Family Vitaceae > Subfamily Vitoideae.

The exact number of species in not known with estimates ranging from 60 to 80.
Most are from North America with some from Asia and the Mediterranean.
There are many hybrids and over 8000 varieties and cultivars.
They are grown for table grapes, wines, dried fruits, juice, jam and garden ornamentals.
Most plants are Vitis vinifera or one of its cultivars.
There is a wide variation in features among the species.

Most are perennial, deciduous, woody vines with stems up to 35 m long.
There are a few multi-stemmed shrubs that may become climbers.
Vines are tendril climbers or scramblers.
Young stems are green and new growth may have a bronze tint.
Older stems are brown and woody with bark that often splits and peels off.

The leaves, on long petioles are alternately arranged.
Even on one branch the leaf shapes can be very different.
They are small or up to 30 cm long.
The blade can be round, kidney- or heart-shaped.
Many have 3, 5 or 7 lobes that are very shallow to deeply incised.
A few are dissected to the midrib and become compound.

The edges have coarse forward pointing teeth.
The blade may be textured or puckered between the 5 main palmate veins.
Young leaves have white or reddish-brown hairs on the lower surface.
The hairs may be diffusely spread or in tufts and most disappear as the leaf grows.
The upper leaf surface may be light or dark green or a silvery-green.
Leaves colour before they fall.

The forked tendrils arise opposite the leaves at some to all of the nodes.
Possibly formed from modified shoots they may sometimes have buds on them.
The do not have adhesive pads on the tips.

Leaf opposed or terminal inflorescences are branched clusters of 10 to over 700 flowers.
The small green or yellowish flowers have parts mostly in fives (3 to 9).
Flowers can be bi- or uni-sexual with cultivated varieties mostly being bisexual.

The calyx is only a narrow collar.
The petals are joined in the bud then as the flower develops the petals separate at the base.
The attached tips form a hood over the anthers.
The tips remain remain attached and all the petals fall off as a unit.

There are usually five (3 to 9) short or long stamens inserted opposite the petals.
In bisexual and staminate flowers the stamens are upright whereas pistillate flowers have
    the stamens curved backwards.
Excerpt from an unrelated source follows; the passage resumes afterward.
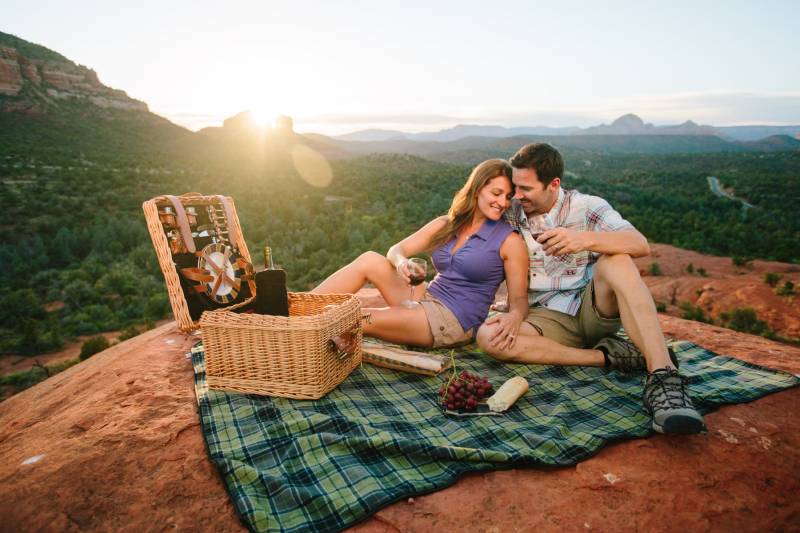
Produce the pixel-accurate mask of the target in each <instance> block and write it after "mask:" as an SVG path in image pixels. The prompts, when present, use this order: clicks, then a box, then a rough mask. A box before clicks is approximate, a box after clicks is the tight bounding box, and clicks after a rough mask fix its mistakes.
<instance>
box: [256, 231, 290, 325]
mask: <svg viewBox="0 0 800 533" xmlns="http://www.w3.org/2000/svg"><path fill="white" fill-rule="evenodd" d="M255 311H256V313H258V314H260V315H278V316H289V297H288V294H287V293H286V272H284V271H283V270H281V269H279V268H275V263H274V262H273V259H272V248H270V247H269V246H265V247H264V270H262V271H261V272H257V273H256V308H255Z"/></svg>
Pistillate flowers have non-fertile pollen.

The nectiferous disc between the stamens and ovary almost surrounds the filament bases.
It is in the form of 5 (3 to 9) glands.
They are yellow, dark yellow or yellowish-green and may persist in the fruit.

The superior ovary is fully developed in bisexual and pistillate flowers.
Of 2 (3 or 4) carpels there are 2 ovules in each locule.
The style is short and the stigma usually has 2-lobes.
In Vitis vinifera the style is solid and the stigma has dense papillae on it.

The fruit are fleshy, oblong or round berries often with a white bloom.
Mature fruit can be green, red, purple, dark purple (black) or dark blue.
Grapes called ‘white’ are actually green.
Each berry has 1 to 4 (6) seeds around 5 mm long with the shape depending on the species.
The ventral surface has 2 infolds and there is a round or oval chalaza on the dorsal side.